I’ve recently been reading an outstanding publication called ‘Thinking, Fast and Slow’ by Daniel Kahneman. The book is about ‘human rationality and irrationality’ and how the brain can often jump to the wrong conclusions. One reason for this cites Kahnenman is ‘because people are prone to apply causal thinking inappropriately, to situations that require statistical reasoning’. I find this nowhere more apparent than in the world of digital media and particularly in the subject of attribution. The industry is forever trying to credit the media, the creative or the website etc. for the success or failure of a campaign. The ability to credit a campaign with success is fundamental to a marketing agency’s business model. Without being able to do this, agency’s would not be able to prove their successes to clients and justify their fees. Clients in turn would not be able to make business cases to their seniors for bigger budgets (and bonuses). Accreditation is one of the most important factors of Google’s success and Facebook’s failure. Google’s advertising model allows marketers to apply credit to media spend in a way that no other publisher has achieved. Accreditation has created an environment where anything that is difficult to measure or attribute value to has come under much greater scrutiny from the industry.
The true causal effect of an online sale for example, is dependent on so many factors, ranging from media effectiveness, to time of day, to the availability and pricing of the product, to the mood of the customer and so on. I was recently asked by a colleague to explain exactly how effective a particular creative asset was in driving sales in an online campaign. After analysing a specific data set I came to the conclusion that being able to isolate ‘creativity’ as a causal factor of the campaign was virtually impossible as there were so many other influences on performance to consider (see Fig A), many beyond one’s control.
Causation is a very difficult thing to prove in the creative world as it’s often impossible to isolate creativity as a factor, at least statistically. This is why the industry is still so reliant on panel research to understand creative effectiveness.
If creativity is burdened with being the most subjective factor when evaluating correlation to performance, surely search, as arguably the most measurable marketing channel we have, should be the easiest online marketing activity to assume ‘causal’ not correlated performance? – Unfortunately not. For many brands, over 50% of accredited sales come from branded keywords. Branded searches, and therefore sales are driven by a multitude of factors including above the line marketing activity, existing brand awareness, word of mouth, navigational searches, media spend and so on. This means that for many brands, over 50% of their search budget isn’t truly measurable.

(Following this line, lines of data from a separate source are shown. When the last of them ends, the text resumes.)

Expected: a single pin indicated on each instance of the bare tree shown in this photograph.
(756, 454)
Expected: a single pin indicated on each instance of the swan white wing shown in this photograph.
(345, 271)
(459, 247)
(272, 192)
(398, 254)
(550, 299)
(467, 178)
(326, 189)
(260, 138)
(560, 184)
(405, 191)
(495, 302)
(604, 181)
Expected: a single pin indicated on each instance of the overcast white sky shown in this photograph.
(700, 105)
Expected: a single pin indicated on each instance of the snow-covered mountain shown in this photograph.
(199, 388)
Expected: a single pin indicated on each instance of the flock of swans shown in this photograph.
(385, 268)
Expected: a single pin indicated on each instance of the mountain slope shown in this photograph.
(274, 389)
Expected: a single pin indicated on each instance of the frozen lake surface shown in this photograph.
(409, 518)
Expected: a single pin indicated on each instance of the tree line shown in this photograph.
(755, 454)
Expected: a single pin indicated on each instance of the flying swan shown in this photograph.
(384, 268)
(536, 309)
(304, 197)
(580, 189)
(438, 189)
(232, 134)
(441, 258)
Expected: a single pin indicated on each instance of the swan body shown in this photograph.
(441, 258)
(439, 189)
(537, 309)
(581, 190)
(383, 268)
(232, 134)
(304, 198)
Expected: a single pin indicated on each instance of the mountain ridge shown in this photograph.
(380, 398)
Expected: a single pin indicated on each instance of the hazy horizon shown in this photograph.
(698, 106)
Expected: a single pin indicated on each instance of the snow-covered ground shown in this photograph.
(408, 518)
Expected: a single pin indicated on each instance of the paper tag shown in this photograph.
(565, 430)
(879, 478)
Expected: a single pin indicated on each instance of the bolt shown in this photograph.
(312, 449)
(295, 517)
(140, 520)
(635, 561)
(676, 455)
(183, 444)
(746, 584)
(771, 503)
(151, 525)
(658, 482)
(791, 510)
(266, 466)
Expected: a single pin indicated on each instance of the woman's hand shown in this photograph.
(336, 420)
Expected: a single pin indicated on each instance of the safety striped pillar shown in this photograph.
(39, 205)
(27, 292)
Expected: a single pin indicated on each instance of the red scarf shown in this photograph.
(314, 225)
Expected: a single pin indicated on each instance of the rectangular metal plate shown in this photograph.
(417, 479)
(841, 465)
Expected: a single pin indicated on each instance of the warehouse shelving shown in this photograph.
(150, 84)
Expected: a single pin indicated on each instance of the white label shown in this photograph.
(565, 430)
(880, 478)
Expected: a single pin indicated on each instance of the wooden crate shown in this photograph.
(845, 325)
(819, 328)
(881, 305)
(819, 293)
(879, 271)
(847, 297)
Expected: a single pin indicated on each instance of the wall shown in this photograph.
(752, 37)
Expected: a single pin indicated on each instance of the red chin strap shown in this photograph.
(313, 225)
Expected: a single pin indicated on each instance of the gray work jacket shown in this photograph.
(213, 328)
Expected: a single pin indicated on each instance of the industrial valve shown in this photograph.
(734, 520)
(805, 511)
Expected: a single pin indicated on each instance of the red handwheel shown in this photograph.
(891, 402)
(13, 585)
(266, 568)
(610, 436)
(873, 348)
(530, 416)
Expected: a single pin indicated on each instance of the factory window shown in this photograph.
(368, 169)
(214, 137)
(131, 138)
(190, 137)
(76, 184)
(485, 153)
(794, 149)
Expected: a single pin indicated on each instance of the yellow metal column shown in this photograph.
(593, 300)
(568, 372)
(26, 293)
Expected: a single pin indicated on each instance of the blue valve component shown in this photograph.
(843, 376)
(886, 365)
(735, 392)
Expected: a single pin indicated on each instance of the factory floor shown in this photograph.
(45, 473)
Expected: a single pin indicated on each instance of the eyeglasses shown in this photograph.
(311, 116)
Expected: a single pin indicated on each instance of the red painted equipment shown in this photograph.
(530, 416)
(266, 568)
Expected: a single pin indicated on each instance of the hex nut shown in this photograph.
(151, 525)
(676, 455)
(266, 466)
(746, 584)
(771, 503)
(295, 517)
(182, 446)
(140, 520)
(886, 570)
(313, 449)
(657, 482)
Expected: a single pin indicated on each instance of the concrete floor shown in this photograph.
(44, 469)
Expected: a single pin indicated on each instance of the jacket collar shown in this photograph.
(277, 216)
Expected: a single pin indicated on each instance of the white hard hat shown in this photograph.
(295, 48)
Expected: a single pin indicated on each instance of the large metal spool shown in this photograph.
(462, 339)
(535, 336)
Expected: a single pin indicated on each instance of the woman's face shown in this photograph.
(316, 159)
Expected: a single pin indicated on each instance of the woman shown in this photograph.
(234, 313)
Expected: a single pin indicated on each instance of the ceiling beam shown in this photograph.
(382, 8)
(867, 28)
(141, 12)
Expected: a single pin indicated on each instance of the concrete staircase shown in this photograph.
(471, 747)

The digital media methodology in which causality is a preoccupation is attribution. This is a ‘philosophy’ presupposes that correlation is causation, that because we can see large numbers of ‘views’ preceding ‘clicks’,(or ‘clicks’ preceding ‘clicks’) and because these two data sets correlate, that display (or another channel) has somehow caused or driven search volume or improved traffic to a website. I have previously questioned this assumption and in the many cases this scenario has played out, I discovered the real reason search volumes increased with display was more to do with the fact that a particular brand had been running more traditional media activity at the same time. In fact, I rarely see a greater correlation than that between media spend and traffic volume when evaluating what caused uplift in campaign performance. The trouble with this of course is that increased spend is often the result of a new campaign, a new creative execution, a new product or a key seasonal period. These multiple associated factors will always confuse causal explanations of successful performance.
When it comes to attribution and display it is of course statistically very likely that if you are serving millions of impressions you will see a correlation between search and display; often more likely than display being the actual ‘cause’ of the uplift. In every display campaign I run I recommend running a ‘true lift’ study and testing against a control as standard. This is one way of getting a more accurate view of performance.
The fact is that we cannot completely isolate the online world from its big brother. Macro factors (see Fig A) are often so dominant as to render the evaluation of online media performance redundant. This is not to undermine the role of digital media, but to appreciate its role in our ecosystem as often being a great facilitator or complement to other activity, or what I have often referred to as the greatest marketing ‘condiment’ that has ever existed. I have also wanted to illustrate that questioning and interrogating data is fundamental to what we do and assuming a causal relationship to performance whilst tempting, can often be misguided.